My son offered me $3 to rent my sky blue Nike sport socks this morning. It seems they matched the Polo shirt he planned on donning for his afternoon visit to his girlfriend's house where he hoped to 'hang out' (what combination of actions might that entail between two enamored 14 year-olds?) and swim under the supervision of the mom and younger brother. After the requisite maternal lecture on how his rapidly enlarging size 10+ shoe racks would sully and stretch my prized walking socks, I relented. He could borrow them -- this ONE time -- and keep his dollars.
A later disagreement over mowing the lawn per my instructions led to a cancellation of his little field trip with his fair Fraulein. We parted ways concerning the alteration of the truth. Thus, my socks were granted a reprieve. For today.
But the issue of interest here is that he asked at all. After all, if you are under 21 and living in our house, there is a one-sided understanding that what's ours is really yours. For free. At any time. Without need of something as outdated as permission. In fact, once you utilize the item in whatever abusive manner you see fit, you simply toss said item in with the detritus of your bedroom or bathroom and allow it to disappear. Further, you will promptly lose all conscious memory of ever having had the item in your possession for any length of time.
Indeed, your amnesiac state may keep you from recalling the piece of personal property ever took up space in the home you are allowed to enjoy with free room and board under the gracious allowance of your parents. Parents who are understandably confused to discover the _________ (fill in blank with any of the following on, but not limited to, this list: shampoo, razors, brush, hair gel, toothpaste, underwear, t-shirts, shoes, earrings, iPod, CD's, pillow, blanket, favorite pen, gum, dollars and cents, restaurant leftovers hidden in the darkest deepest corner of the fridge, the last 'I-have-dibs-on-this' piece of last night's dessert, bicycle, car keys, belly button lint, magazine, iTunes card, ink in the printer, Victoria's Secret Free Undies offer, BOGO Hastings movie rental coupon, stamp, and -- YES -- socks) inexplicably absent from it's everyday resting place.

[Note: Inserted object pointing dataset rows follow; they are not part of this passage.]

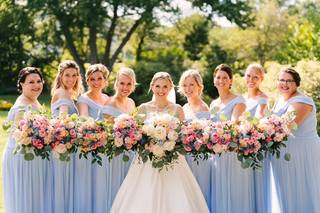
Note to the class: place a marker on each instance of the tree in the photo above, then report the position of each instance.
(96, 30)
(238, 12)
(197, 39)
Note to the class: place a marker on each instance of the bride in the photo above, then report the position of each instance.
(148, 190)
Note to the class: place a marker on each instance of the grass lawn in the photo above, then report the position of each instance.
(3, 140)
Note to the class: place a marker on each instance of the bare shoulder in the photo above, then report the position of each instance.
(59, 94)
(263, 95)
(142, 107)
(203, 107)
(177, 107)
(131, 102)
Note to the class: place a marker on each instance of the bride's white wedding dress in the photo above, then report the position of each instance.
(148, 190)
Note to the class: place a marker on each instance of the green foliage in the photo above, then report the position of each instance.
(302, 42)
(196, 39)
(238, 12)
(15, 27)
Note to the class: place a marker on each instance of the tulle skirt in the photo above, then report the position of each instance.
(27, 185)
(149, 190)
(83, 187)
(233, 188)
(63, 173)
(262, 187)
(118, 172)
(202, 171)
(297, 181)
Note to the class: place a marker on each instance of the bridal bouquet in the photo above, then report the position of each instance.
(92, 137)
(160, 135)
(223, 137)
(126, 134)
(63, 134)
(276, 131)
(194, 136)
(33, 136)
(249, 139)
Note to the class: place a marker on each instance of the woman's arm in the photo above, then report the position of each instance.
(83, 109)
(237, 111)
(302, 111)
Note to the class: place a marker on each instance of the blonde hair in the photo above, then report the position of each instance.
(57, 83)
(127, 72)
(161, 75)
(97, 68)
(195, 75)
(256, 67)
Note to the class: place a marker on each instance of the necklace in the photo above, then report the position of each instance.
(161, 109)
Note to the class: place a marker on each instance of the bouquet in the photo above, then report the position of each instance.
(126, 134)
(64, 134)
(249, 139)
(33, 136)
(194, 136)
(160, 135)
(223, 137)
(276, 131)
(93, 137)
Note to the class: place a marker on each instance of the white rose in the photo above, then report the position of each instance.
(157, 151)
(217, 148)
(160, 133)
(118, 142)
(148, 129)
(169, 145)
(173, 136)
(25, 141)
(70, 125)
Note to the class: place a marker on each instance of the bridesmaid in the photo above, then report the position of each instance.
(92, 193)
(65, 89)
(297, 181)
(233, 187)
(146, 189)
(191, 86)
(27, 184)
(257, 102)
(120, 103)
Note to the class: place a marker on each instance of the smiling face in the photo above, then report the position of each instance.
(161, 88)
(222, 81)
(253, 78)
(124, 86)
(190, 87)
(32, 86)
(69, 78)
(96, 81)
(286, 84)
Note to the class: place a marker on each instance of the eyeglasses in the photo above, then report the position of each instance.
(283, 81)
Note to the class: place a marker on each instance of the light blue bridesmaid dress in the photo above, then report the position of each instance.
(262, 178)
(298, 180)
(233, 188)
(27, 185)
(203, 170)
(118, 168)
(63, 172)
(91, 189)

In retaliation, I initiated a campaign of hide n' seek. But in my first race out of the gate, I stalled. Misplacing my eldest daughter's shampoo and conditioner in my shower and awaiting her frantic last-minute towel-wrapped search worked exactly once. I noticed the second time around the containers remained on the ledge for over a week. My products were untouched. So what was she using? Had she seriously not washed her long tresses in the past seven days?! Nope. Turns out she found empties which weren't quite as empty as she thought. Wow! No need to walk the extra thirty steps or so to retrieve them from my 'expansive' bed n' bath suite.
I still think I've hit on a good idea. The rare good idea. It just needs tweaking. I need to develop that carelessly casual attitude required of all expert shoplifters, er, home borrowers. Shampoo yesterday . . . cell phones tomorrow?